Expected output: ready
Inspecting the Log Volume
Check if logs are being written to the shared volume:
docker compose exec backend ls -la /opt/sftpgw/log/
Or from Alloy's perspective:
docker compose exec alloy ls -la /var/log/sftp-gateway/
Viewing Container Logs
Check individual container logs for errors:
docker compose logs loki
docker compose logs alloy
docker compose logs grafana
docker compose logs backend
Restarting the Stack
If you make configuration changes or need to restart:
docker compose restart
To completely stop and start (useful for major config changes):
docker compose down
docker compose up -d
Resetting Everything
To start fresh (warning: this deletes all data including SFTP users and logs):
docker compose down -v
docker compose up -d
Configuring S3 Storage (Optional)
While local file storage works well for testing and development, production deployments often need cloud storage for durability, scalability, and integration with existing workflows. SFTP Gateway supports AWS S3 as a storage backend, allowing users to upload files via SFTP that land directly in your S3 buckets.
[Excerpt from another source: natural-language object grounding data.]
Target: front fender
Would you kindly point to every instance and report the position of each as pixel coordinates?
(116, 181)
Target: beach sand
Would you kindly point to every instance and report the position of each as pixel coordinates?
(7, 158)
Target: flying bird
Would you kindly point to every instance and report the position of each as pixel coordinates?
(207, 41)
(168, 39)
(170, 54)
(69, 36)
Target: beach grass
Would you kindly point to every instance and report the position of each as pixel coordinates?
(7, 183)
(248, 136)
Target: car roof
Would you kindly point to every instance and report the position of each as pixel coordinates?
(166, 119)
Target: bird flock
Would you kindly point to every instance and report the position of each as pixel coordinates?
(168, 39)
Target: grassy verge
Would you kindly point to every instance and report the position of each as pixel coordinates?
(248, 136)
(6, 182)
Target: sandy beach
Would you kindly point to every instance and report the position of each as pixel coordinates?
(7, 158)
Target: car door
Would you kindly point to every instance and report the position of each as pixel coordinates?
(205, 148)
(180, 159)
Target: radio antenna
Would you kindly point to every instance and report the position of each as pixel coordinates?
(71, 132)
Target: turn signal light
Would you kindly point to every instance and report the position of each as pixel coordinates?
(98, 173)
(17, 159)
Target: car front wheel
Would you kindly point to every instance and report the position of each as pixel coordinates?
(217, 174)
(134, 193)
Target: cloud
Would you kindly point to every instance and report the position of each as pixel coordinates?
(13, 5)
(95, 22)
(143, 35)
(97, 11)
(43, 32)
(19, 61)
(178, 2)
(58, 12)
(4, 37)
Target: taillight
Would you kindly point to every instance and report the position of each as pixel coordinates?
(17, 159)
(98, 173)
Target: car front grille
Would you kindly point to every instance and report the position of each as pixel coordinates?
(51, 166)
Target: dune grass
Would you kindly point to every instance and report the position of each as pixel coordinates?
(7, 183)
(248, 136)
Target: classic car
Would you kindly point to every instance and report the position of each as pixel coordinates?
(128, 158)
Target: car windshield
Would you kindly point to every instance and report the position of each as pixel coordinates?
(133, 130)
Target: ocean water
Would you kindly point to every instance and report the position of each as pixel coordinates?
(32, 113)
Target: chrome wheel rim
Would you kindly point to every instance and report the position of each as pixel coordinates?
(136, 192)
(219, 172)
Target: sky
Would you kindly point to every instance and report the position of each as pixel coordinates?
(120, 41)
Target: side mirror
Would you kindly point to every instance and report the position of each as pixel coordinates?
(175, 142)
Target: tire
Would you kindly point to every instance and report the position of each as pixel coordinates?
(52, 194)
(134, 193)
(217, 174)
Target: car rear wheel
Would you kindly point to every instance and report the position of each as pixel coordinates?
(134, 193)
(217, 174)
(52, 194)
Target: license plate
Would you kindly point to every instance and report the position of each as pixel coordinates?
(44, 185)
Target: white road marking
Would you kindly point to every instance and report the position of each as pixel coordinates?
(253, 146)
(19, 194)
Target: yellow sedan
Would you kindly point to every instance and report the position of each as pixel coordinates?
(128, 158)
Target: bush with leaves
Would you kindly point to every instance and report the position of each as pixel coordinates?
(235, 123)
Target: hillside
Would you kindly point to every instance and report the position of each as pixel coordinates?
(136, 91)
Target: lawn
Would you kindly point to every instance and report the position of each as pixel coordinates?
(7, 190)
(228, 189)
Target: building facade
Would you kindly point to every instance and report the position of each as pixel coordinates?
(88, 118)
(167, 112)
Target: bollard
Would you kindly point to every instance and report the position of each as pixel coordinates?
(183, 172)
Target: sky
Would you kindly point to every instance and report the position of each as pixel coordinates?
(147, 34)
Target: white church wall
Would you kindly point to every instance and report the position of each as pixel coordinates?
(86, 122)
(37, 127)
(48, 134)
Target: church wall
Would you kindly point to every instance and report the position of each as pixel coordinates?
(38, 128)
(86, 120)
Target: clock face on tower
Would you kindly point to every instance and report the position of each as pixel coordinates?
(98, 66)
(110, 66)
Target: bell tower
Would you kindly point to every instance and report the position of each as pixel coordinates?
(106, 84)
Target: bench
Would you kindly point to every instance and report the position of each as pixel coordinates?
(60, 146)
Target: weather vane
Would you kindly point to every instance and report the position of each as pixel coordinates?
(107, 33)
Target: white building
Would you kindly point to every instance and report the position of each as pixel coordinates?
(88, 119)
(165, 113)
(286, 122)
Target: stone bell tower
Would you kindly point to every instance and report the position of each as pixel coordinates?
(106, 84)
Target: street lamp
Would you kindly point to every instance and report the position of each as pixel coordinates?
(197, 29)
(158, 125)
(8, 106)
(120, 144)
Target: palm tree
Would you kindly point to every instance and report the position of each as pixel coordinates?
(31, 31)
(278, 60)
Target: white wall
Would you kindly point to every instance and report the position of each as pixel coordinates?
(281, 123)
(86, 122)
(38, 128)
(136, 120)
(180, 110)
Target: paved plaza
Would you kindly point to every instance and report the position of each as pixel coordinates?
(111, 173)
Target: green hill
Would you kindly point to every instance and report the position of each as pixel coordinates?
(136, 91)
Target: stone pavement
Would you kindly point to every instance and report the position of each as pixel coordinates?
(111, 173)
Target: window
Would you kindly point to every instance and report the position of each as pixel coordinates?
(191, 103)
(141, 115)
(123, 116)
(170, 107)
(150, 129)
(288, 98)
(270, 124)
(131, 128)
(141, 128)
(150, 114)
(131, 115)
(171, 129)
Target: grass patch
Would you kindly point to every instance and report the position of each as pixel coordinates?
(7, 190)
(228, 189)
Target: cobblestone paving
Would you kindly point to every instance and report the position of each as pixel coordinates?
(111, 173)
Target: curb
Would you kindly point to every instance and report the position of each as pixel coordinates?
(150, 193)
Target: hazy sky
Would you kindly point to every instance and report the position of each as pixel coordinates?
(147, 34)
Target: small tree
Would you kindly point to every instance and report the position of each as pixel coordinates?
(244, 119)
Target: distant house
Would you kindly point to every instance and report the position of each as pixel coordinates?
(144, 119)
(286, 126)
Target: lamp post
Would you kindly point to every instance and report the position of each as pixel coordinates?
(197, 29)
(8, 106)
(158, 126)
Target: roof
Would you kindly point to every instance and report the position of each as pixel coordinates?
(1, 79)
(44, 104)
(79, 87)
By default, the deployment uses local file system storage within a Docker volume. To use AWS S3 instead:
- Edit the
docker-compose.ymlfile and modify the backend environment variables:
environment:
# Change from local file system to S3
- FEATURES_FIRST_CONNECTION_CLOUD_PROVIDER=aws
- FEATURES_FIRST_CONNECTION_NAME=S3 Bucket Cloud Connection
- FEATURES_FIRST_CONNECTION_REGION=us-east-1
- FEATURES_FIRST_CONNECTION_BASE_PREFIX=your-s3-bucket-name
- Restart the backend service:
docker compose restart backend
- Configure AWS credentials through the SFTP Gateway Web UI after startup.
Security Considerations
This deployment prioritizes ease of setup over security hardening, making it ideal for local development, demos, and proof-of-concept work. The default configuration uses well-known passwords, self-signed certificates, and exposes services on all network interfaces. Before deploying in any environment where security matters, review and address the following areas:
This deployment is intended for local development and demo purposes. For production use, consider:
Change default credentials - Update the JWT secret, client ID/secret, and database password in docker-compose.yml
Use proper TLS certificates - Replace the self-signed certificates with valid certificates
Restrict port exposure - The current configuration exposes Grafana on all interfaces. Consider binding to localhost only
Network isolation - In production, separate the observability stack network from the SFTP Gateway network
Authentication integration - Configure Grafana LDAP, OAuth, or SAML for enterprise authentication
Resource limits - Adjust memory limits based on expected load
Maintenance
Once your stack is running, it requires minimal ongoing maintenance. Loki automatically manages log retention, Grafana persists your dashboards, and Docker handles container restarts. The tasks below cover the most common maintenance scenarios you might encounter.
Storage Management
View current log storage usage:
docker compose exec loki du -sh /loki
Logs are retained for 31 days by default. To change this, edit retention_period in loki/loki-config.yaml and restart Loki.
Backing Up Dashboards
Your custom dashboards are stored in Grafana's database. To back up:
docker cp grafana:/var/lib/grafana/grafana.db ./grafana-backup.db
The provisioned dashboard (sftp-overview.json) is already in your config directory.
Updating the Stack
To update to newer versions of any component:
- Edit
docker-compose.ymland update the image tags - Pull the new images and restart:
docker compose pull
docker compose up -d
Log Rotation
Loki handles its own data lifecycle based on the retention_period setting. The SFTP Gateway backend manages its own log rotation within the container.